Г. К.: Вот тут интересный момент, Гарик. Вы первый человек, упоминающий Булатова в то время. Чем он привлек тогда молодежь? Своей живописью?
Г. С.: Канон у нас складывался из только что увиденного. Поэтому я не могу сказать, что он чем-то «привлек». «Привлекали» они все, у каждого своя тема и почерк. Таких вопросов, как «нравится – не нравится», «хорошее – плохое», не существовало. Для нас это был просто «художник Булатов», без комментария. Я могу только вспомнить, что у него были такие тяжелые цвета…
Г. К.: Тяжелая пастозная живопись?
Г. С.: Да… Имели значение разговоры с художником, вот что было интересно! Потому что речь у всех была несколько косноязычная, эмоциональная… И еще, разумеется, из первых походов можно вспомнить Василия Ситникова; с кем-то пришел и к Вейсбергу. То есть мы можем так вспомнить почти все имена, а их источником служила та публикация в журнале Life, но не сама публикация, а ее описание в какой-то советской газете! «Вот, некий американец Маршак вместо нашей хорошей живописи представил каких-то бездельников!»

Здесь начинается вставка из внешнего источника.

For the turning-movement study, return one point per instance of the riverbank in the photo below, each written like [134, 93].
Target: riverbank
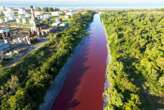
[84, 86]
[136, 81]
[30, 85]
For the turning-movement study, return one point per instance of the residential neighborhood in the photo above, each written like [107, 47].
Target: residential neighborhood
[26, 25]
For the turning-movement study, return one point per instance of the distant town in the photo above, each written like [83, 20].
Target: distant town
[25, 29]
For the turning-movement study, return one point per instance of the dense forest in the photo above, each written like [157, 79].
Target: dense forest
[136, 69]
[23, 86]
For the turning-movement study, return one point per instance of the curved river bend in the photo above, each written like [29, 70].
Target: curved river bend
[84, 85]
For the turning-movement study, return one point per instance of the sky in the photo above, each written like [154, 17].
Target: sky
[116, 3]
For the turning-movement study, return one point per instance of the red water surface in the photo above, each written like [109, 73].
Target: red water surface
[84, 84]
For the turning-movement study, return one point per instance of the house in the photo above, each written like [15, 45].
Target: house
[56, 13]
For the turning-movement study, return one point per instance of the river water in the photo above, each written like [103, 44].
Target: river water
[84, 85]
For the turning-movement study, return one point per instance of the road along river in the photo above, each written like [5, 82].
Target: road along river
[84, 84]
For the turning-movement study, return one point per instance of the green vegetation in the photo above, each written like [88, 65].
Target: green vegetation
[23, 86]
[136, 71]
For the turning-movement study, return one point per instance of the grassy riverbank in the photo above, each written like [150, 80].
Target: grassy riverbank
[23, 86]
[136, 71]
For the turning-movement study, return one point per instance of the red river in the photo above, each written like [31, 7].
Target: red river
[84, 85]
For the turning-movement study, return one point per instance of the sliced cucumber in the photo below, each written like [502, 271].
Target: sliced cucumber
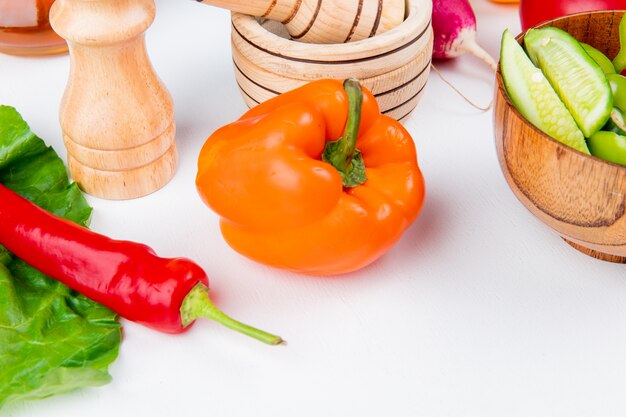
[533, 96]
[618, 88]
[608, 146]
[578, 80]
[616, 123]
[601, 59]
[620, 60]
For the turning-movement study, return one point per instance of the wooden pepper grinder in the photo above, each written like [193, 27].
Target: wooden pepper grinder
[116, 115]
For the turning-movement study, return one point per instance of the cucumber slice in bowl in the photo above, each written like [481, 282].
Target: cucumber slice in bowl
[608, 146]
[575, 76]
[616, 123]
[618, 87]
[534, 97]
[601, 59]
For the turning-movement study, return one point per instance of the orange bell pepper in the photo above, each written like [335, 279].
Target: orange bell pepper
[292, 197]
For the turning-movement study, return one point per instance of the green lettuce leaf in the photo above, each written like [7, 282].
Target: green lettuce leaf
[52, 339]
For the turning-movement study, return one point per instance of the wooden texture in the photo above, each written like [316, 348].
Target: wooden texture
[579, 196]
[116, 115]
[394, 65]
[318, 21]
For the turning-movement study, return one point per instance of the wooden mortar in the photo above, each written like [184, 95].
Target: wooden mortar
[329, 21]
[394, 65]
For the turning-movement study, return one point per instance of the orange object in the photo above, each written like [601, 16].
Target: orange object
[25, 29]
[283, 206]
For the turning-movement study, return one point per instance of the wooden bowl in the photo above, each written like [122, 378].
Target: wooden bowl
[581, 197]
[393, 65]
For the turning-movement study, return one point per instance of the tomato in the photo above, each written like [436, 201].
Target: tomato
[533, 12]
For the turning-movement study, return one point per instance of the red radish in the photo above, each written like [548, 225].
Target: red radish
[454, 27]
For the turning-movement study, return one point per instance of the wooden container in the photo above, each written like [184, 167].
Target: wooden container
[330, 21]
[393, 65]
[580, 196]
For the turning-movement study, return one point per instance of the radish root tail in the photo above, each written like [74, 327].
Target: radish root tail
[476, 50]
[476, 106]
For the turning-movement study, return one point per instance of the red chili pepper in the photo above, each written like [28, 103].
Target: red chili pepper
[533, 12]
[128, 277]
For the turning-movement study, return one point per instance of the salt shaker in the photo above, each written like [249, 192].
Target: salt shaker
[116, 115]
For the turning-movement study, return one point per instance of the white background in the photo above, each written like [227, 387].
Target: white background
[479, 310]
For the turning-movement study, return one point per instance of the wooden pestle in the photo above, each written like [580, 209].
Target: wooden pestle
[329, 21]
[116, 115]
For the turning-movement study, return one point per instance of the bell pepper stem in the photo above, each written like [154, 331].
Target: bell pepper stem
[346, 145]
[198, 304]
[342, 153]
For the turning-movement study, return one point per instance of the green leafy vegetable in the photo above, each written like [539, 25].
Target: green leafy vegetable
[52, 339]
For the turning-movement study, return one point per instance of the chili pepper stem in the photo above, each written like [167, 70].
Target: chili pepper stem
[198, 304]
[342, 153]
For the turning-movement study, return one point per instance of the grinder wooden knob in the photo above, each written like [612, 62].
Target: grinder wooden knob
[324, 21]
[116, 115]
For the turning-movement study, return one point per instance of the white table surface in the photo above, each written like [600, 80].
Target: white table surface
[479, 310]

Г. К.: То есть привлекало все то, что отрицалось в официальной советской прессе?
Г. С.: Конечно! Без всяких критериев отбора.
Г. К.: А что можно было обнаружить интересного в советских музеях?
Г. С.: Одно время в середине 1950‐х я регулярно ходил в Третьяковку. Тогда и было только два музея – ГМИИ им. Пушкина и Третьяковка. Все остальные относились к случайным. Да, еще упоминавшийся Музей Маяковского. Хотя там картины не показывали. Даже одна картина уже была шокирующим обстоятельством. А еще было таинственное слово «запасник». Надо же было туда проникнуть, а мне это никак не удавалось… А так я помню выставки, которые все знают. Например, выставка художников стран народной демократии. Наверное, это 1957 год. Там были весьма неожиданные скульптуры поляка Ксаверия Дуниковского. Они произвели на меня, да и не только на меня, большое впечатление. Много было и других неожиданных работ, посвященных теме войны. Весьма интересной была экспозиция чешского стекла в Манеже с ее интересными формами, рождавшимися буквально на глазах. Далее, в маленьком зале Союза художников на Кузнецком мосту открылась выставка Николая Рериха – одной из первых. А поскольку я жил на Малой Бронной, я очень часто ходил на выставки в переулок Жолтовского, где был МОСХ. Одноклассники Миши Чернышова, учившегося неподалеку, потом рассказывали мне, что тоже ходили в эти залы.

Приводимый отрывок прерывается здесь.